La maniobra se habría realizado mediante pólizas de seguro emitidas por empresas creadas en un solo día, cuya validez resulta dudosa. Aunque este dinero buscaba dar un «impulso» financiero a los trabajos, el contratista no los habría reinvirtido en la obra, dejando cuantiosas deudas con proveedores y trabajadores; muchos de estos últimos esperan sus finiquitos desde marzo de 2026.
La inacción municipal y el estancamiento de las obras
A pesar de un retraso crítico con un avance físico real cercano al 54% frente a un plazo vencido en mayo de 2026, la Municipalidad de Palmilla se ha negado a aplicar el término anticipado del contrato. Muñoz señala que, en las reuniones de coordinación, la Dirección de Obras Municipales lanzaba advertencias de liquidación que terminaban en nada, actitud que califica como «estirar el elástico».
El administrador del contrato advierte que este «discurso político» de intentar salvar la obra por el bien comunitario solo ha puesto en riesgo los recursos públicos. Los incumplimientos se arrastran desde agosto de 2025, incluyendo el abandono de faenas por meses, la falta de solvencia económica de la empresa y la ausencia de profesionales residentes en terreno.
Sin estados de pago desde marzo
En el esquema de financiamiento, los días 15 de cada mes la empresa debe solicitar el pago conforme al avance documentado. Desde el Gobierno Regional indicaron que en marzo de 2026 se transfirieron $129.014.795 a la Municipalidad de Palmilla entidad encargada de efectuar el pago final al contratista.
Desde ese mes, la ejecutora no registra nueva liquidez y su situación financiera es calificada como crítica por los profesionales del proyecto. Hasta el momento, el municipio no ha entregado respuestas oficiales.
Gobernador creará comisión y resguarda recursos
Durante la sesión ordinaria N° 787 del Consejo Regional, el gobernador regional, Pablo Silva Amaya, abordó la contingencia enfatizando la protección de los fondos públicos y la urgencia de dar continuidad a los trabajos.
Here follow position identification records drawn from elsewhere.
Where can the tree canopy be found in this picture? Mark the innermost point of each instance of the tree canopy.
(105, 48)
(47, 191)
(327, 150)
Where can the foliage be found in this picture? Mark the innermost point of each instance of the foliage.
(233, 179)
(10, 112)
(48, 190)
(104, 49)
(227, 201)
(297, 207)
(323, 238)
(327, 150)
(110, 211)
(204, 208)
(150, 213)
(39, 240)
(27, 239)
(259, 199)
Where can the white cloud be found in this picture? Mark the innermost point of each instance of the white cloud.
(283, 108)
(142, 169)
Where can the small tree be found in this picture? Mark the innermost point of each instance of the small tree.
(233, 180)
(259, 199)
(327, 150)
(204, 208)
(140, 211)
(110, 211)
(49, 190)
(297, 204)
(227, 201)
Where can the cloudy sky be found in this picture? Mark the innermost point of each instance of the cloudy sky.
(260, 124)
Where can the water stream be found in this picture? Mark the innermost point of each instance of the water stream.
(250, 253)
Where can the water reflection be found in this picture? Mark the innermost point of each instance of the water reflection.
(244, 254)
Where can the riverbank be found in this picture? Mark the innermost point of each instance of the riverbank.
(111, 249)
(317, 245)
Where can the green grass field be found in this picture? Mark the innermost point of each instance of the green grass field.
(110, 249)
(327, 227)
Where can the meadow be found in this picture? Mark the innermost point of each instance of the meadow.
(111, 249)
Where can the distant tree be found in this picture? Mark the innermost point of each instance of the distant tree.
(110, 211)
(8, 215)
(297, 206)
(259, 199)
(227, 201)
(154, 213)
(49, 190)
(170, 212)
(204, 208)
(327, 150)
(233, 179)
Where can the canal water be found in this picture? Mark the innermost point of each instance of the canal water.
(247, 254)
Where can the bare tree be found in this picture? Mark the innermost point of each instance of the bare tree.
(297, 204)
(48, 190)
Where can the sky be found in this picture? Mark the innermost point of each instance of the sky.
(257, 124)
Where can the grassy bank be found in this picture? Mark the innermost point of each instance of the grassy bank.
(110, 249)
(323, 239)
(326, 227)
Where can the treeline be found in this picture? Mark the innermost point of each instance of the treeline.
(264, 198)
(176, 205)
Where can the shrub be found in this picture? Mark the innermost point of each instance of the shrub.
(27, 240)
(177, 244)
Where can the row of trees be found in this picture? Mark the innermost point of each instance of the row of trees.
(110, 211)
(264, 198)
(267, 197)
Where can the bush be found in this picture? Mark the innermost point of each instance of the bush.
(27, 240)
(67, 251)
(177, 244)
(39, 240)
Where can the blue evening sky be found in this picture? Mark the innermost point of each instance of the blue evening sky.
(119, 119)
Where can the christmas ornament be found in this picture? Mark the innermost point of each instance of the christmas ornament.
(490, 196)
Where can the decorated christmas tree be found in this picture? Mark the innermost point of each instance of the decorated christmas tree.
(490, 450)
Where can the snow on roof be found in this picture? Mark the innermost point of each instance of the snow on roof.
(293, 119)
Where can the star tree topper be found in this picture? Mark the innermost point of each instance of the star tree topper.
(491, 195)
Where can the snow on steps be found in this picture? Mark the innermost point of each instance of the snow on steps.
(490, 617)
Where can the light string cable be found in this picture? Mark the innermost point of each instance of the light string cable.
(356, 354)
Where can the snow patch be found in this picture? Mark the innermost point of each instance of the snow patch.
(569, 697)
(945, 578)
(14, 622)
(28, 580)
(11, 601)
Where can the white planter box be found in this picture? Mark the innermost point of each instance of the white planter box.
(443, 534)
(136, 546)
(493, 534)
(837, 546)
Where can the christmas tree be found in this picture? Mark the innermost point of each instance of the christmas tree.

La autoridad informó que solicitó un informe detallado a la Municipalidad de Palmilla sobre las boletas de garantía, el cual será revisado por una comisión especializada junto a los equipos técnicos del GORE.
Asimismo, Silva Amaya buscó dar tranquilidad a la comunidad asegurando que «están resguardados todos los recursos del Gobierno Regional», independientemente de la modalidad de las garantías, y no descartó realizar consultas a la Contraloría General de la República para revisar la pluralidad de RUT vinculados a la constructora.
Respecto al estado oficial informado por el GORE, el gobernador de O’Higgins detalló un 70% de avance físico y un 50% de avance financiero, brecha que se explica por fondos que la empresa no ha cobrado o sobre los cuales no ha presentado las certificaciones requeridas.